Aber es ist nicht die eigene, unverwechselbare Form, die dem Gebäck seinen Namen gegeben hat. Womöglich stammt die Seele als Gebäck sogar noch aus vorchristlicher Zeit, als man armen Seelen etwas Nahrhaftes zum Überleben geben wollte. Und später haben christliche Backhandwerker diesen Brauch dann gerne weitergeführt und den Begriff für das gebackene Teilchen übernommen.

Das kurze Gespräch über die Seele gehört aber nicht nur an die Brötchentheke. Auf dem Heimweg habe ich weiter nachgedacht. Umgangssprachlich wird der Begriff Seele oft verwendet als Gegensatz zu dem, was von einem Menschen bleibt, wenn der Körper nach dem Tod zu Staub zerfällt.
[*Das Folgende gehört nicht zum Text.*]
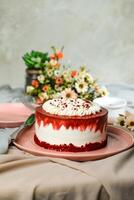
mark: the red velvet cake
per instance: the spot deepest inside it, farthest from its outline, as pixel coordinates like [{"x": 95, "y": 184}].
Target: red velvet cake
[{"x": 71, "y": 125}]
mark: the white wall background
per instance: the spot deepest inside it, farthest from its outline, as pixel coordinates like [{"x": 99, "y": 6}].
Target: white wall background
[{"x": 98, "y": 33}]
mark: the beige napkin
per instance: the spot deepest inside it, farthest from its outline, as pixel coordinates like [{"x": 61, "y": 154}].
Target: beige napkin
[{"x": 23, "y": 176}]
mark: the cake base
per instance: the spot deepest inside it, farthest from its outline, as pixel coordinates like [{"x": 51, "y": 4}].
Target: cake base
[{"x": 71, "y": 147}]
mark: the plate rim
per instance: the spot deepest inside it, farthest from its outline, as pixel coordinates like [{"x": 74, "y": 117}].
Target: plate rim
[
  {"x": 10, "y": 123},
  {"x": 81, "y": 156}
]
Ich meine aber, dass ich die Bibel auf meiner Seite habe, wenn ich Leib und Seele mir nur als eine Einheit vorstellen kann: „Lobe den Herrn, meine Seele!“, heißt es da zum Beispiel in einem Psalm. Hier ist ein Mensch doch als Ganzes im Blick. Nicht nur als Seele, wie sie umgangssprachlich oft verstanden wird.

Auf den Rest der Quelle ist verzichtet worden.